There are various relatives of US citizens and permanent residents (green card holders) living in different corners of the world. Therefore, the US has come up with different ways to apply for a green card. Uniting people living in the US is an important goal of immigration law. However, that does not mean all kinds of relatives can come.
The US immigration law is quite strict about which family members are eligible to apply for a green card and which ones are not. Therefore, only people who are in that specific category will be allowed. A Dallas family immigration lawyer can guide you through the step-by-step process and reunite you with your family.
Which family members can apply for a green card?

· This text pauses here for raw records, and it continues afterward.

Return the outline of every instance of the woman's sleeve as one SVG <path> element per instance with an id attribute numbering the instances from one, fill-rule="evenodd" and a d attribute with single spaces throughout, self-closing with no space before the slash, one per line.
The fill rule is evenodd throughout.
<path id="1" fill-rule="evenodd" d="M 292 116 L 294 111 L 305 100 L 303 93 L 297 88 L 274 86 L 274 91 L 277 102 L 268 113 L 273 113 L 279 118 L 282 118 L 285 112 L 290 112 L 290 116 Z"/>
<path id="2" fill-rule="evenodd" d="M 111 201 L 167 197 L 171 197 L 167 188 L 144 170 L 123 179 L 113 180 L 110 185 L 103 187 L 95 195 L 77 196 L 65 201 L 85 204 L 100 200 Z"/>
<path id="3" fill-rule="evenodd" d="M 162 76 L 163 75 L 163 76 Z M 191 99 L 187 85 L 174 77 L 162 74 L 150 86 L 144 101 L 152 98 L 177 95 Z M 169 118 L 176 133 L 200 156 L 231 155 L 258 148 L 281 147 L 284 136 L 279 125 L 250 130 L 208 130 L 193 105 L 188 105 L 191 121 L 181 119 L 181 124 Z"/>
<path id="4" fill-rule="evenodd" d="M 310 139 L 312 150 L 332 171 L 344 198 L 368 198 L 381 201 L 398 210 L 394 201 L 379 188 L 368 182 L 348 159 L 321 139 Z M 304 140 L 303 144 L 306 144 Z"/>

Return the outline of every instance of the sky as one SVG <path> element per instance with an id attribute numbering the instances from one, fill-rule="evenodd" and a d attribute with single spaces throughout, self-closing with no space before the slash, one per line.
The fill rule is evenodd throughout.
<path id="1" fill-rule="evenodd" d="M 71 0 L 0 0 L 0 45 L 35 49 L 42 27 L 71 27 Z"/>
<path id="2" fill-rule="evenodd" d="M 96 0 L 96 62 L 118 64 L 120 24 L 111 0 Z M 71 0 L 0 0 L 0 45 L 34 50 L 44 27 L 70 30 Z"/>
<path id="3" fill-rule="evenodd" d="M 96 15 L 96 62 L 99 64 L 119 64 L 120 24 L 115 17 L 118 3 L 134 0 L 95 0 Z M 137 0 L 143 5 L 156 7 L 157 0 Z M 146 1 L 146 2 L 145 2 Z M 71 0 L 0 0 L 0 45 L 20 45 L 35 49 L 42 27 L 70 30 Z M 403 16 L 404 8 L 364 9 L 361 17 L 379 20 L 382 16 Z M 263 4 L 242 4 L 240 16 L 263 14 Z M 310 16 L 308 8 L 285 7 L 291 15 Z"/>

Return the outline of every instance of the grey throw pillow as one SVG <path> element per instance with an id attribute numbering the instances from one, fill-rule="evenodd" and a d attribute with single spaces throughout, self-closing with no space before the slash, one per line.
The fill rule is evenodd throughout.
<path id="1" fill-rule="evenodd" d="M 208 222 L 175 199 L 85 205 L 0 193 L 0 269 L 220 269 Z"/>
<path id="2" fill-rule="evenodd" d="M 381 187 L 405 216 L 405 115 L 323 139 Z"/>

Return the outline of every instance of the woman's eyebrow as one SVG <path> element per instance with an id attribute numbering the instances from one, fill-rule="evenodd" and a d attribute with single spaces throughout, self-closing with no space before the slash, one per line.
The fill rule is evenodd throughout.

There is no limit on the number of green cards the US issues every year for the immediate relatives of US citizens. They can also enjoy the privilege of not having to wait on the waiting list, unlike others. Immediate relatives of a person can be one of the following.
- Spouses of US citizens
- Recent widows and widowers
- Same-sex couples (only if their marriage is legal in their native country or state)
- Unmarried people of at least 21 years of age who have at least one parent in the US
- Parents of a US citizen, given that their son or daughter is at least 21 years old
- Stepchildren and stepparents, if the marriage took place before the children turned 18
- Parents and children related through adoption, given that the adoption took place before the child turned 16.
All the visas mentioned above are known as immediate visas. They do not have an annual limit, unlike other types of visas. This is because US immigration wants to unite close family members in Dallas as soon as possible. Therefore, regardless of the number of people who have applied before you, you will be able to get a green card if you meet the requirements.
Family preference immigrant visas
Some other family members are also eligible for a green card. However, they may have to wait for long periods, and the number of green cards available for them is also limited. You may have to wait for several years, according to their place in the preference category.
- F1: Unmarried people with at least one parent in the US.
- F2: Spouses, minor children, and unmarried sons and daughters of permanent residents.
- F3: Married people of any age with at least one parent in the US.
- F4: Sisters and brothers of US citizens who are over 21 years old.